Introdução
Ao longo da história da estética filosófica tem-se discutido conceitos e termos buscando definir o que é a arte. Muitas teorias foram, e ainda são construídas; seja aquela que cumpre com determinadas propriedade as condições adequadas ao campo da estética, seja aquela mais estreita que não alcança a extensão de seu próprio objeto. No entanto, o debate tem sido profícuo, pois tem gerado diferentes posicionamentos que, entre as mais diversas teorias, apresentam possibilidades transversais que instigam novas discussões. Nesse sentido é proposto um confronto entre Richard Wollheim, que inicialmente propôs em seu ensaio “Art and Its Objects” (1968), aprofundado em “Painting as an Art” (1987) em defesa de que um objeto é uma obra de arte por conter valores internos referentes à intencionalidade do artista; e Nelson Goodman, em “Languages of art” (1968), a quem compete à alegação de que todas as propriedades de uma obra devem ser interpretadas como símbolos. Assim, o presente trabalho resgatará dois pensadores que mesmo pertencendo à linha funcionalista da arte, ao divergirem em intensas posições, muito contribuíram para a história da filosofia da arte.
Antes de tudo, é importante esclarecer que Wollheim defende sua teoria com mais profundidade quando faz estudo sobre a pintura. Por ela estar inserida no universo artístico ao qual Goodman se refere, o modelo aqui mencionado será este. Portanto, neste caso entende-se que pintura é o mesmo que arte.
Breve debate entre duas teorias
A arte e o universo psicológico de Richard Wollheim
Richard Wollheim nasceu em 1923, e foi um filósofo de destaque na estética contemporânea. Foi professor de filosofia por mais de vinte anos na Universidade de Londres e professor visitante na Universidade de Berkeley, Califórnia. Também psicanalista e crítico de arte, ficou conhecido não só por seus trabalhos relacionados à psicologia freudiana, mas também por sua rejeição às correntes estruturalistas e pós-estruturalistas. Mas seu enfrentamento mais acirrado foi com as teorias institucionais da arte, isto é, aquelas que advogam que para um objeto ser considerado arte, basta que alguém, integrante de um sistema artístico, diga que é arte. Na obra “Art and Its Objects” Wollheim expõe suas ideias quanto aos problemas da filosofia analítica e inclina-se à filosofia substantiva com abordagens das filosofias da mente, da política, da ética e da ciência. Ao estender sua teoria em “Painting as an Art” Wollheim, agradece a contribuição de Ernest Gombrich em seu entendimento sistemático referentes às artes visuais e às questões referentes a uma teoria geral da natureza humana. Diz-se enraizado e comprometido com a pintura e a causa socialista e afirma que em sua experiência com a primeira, anexou a psicanálise.

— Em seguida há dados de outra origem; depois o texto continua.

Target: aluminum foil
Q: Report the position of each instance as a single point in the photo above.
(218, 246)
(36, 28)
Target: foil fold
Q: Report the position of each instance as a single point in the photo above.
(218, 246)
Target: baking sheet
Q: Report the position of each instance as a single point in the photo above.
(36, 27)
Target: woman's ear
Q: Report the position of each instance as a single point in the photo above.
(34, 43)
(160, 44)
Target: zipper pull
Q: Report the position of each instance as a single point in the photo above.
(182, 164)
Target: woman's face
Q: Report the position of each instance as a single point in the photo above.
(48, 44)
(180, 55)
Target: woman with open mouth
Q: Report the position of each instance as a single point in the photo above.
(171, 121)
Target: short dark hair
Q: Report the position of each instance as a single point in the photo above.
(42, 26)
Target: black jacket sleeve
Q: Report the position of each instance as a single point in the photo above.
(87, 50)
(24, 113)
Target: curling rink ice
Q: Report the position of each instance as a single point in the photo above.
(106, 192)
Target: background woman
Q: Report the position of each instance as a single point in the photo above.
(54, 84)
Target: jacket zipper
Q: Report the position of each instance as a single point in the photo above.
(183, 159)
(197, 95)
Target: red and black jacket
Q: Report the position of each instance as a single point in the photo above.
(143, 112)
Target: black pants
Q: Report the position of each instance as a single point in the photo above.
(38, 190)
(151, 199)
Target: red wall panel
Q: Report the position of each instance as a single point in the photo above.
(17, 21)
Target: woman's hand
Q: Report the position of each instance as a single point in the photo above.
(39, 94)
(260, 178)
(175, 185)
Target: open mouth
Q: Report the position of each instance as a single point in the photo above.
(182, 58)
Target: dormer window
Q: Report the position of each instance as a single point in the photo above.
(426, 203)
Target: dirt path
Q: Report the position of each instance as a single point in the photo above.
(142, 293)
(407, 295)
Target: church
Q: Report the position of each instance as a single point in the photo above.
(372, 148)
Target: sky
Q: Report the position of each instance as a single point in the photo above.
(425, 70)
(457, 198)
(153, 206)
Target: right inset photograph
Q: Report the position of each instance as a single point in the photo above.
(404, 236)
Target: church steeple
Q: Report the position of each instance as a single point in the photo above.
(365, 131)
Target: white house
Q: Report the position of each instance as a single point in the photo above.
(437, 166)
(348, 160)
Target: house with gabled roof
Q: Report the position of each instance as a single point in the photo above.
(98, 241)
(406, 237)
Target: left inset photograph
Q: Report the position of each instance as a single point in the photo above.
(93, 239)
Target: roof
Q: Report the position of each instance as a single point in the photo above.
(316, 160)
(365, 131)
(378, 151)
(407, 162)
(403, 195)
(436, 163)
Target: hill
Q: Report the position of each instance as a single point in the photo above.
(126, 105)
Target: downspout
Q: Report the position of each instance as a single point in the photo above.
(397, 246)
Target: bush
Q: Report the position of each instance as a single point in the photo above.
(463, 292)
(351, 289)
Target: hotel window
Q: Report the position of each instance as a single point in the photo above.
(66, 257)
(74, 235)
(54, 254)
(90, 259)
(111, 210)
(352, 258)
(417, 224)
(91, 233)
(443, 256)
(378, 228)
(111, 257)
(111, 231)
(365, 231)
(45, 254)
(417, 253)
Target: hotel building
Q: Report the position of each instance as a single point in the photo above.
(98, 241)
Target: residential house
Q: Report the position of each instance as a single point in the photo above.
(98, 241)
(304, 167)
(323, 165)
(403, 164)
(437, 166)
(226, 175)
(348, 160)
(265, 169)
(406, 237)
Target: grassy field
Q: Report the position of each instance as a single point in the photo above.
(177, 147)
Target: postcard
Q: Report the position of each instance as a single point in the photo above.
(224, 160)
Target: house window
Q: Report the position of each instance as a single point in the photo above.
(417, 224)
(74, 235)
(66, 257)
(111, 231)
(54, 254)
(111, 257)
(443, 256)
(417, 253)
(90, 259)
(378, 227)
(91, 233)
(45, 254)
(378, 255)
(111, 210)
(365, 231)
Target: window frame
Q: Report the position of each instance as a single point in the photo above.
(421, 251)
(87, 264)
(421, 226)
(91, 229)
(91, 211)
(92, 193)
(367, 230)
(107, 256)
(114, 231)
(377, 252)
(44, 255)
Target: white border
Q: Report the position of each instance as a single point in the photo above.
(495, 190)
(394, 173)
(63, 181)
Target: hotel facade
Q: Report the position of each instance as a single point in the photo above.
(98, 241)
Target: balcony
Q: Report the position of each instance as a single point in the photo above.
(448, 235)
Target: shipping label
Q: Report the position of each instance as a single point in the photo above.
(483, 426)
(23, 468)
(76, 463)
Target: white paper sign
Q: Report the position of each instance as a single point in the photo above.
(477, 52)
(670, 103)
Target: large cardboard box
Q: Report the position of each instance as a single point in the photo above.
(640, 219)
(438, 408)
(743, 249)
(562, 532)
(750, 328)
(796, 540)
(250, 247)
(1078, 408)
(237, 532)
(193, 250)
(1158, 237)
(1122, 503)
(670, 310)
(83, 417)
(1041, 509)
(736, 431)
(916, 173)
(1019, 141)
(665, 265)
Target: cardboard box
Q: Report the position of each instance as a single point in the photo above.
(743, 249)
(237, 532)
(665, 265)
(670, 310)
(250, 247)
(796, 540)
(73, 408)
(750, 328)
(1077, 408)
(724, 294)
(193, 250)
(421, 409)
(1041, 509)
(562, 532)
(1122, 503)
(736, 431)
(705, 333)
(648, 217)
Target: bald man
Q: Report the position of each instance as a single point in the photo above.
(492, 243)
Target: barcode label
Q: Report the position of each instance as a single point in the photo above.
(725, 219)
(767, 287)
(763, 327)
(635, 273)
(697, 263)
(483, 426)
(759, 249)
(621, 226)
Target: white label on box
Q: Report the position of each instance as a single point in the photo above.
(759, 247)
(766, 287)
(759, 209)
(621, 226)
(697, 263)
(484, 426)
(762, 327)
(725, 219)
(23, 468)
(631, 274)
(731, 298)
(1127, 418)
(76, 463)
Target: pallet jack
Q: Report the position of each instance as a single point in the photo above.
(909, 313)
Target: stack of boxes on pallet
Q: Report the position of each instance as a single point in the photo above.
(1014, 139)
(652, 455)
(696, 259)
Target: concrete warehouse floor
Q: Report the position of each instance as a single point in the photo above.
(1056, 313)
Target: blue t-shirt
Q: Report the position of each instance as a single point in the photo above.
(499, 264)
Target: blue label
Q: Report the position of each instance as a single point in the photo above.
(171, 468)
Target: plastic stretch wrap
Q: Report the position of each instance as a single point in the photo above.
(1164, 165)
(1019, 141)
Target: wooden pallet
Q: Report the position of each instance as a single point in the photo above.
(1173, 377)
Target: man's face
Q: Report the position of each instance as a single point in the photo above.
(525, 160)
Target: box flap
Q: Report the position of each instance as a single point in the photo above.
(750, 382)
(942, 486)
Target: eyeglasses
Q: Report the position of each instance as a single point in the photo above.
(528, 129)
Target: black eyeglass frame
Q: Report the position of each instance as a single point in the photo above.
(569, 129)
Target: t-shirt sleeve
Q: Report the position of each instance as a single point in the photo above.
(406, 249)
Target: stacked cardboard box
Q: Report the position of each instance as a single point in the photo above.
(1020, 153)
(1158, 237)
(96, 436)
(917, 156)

Para Wollheim, a representação pictórica não se limita a questões de semelhanças e de convenções. Sua indagação refere-se à natureza da arte pictórica e busca respostas à questão: “O que faz de uma pintura uma obra de arte?”. Primeiramente, diz que o ato de pintar deve ser intencional e que junto à intenção deve estar “os desejos, pensamentos, crenças, experiências, emoções e compromissos que levam o artista a pintar como pinta”. (2002, p. 19). Durante o processo de intencionalidade o agente segue uma orientação e se dá conta dos aspectos certos e errados. A esse processo Wollheim dá o nome de “tematização”. Nessa experiência, o agente enxerga além do que está a sua frente e passa a ver em.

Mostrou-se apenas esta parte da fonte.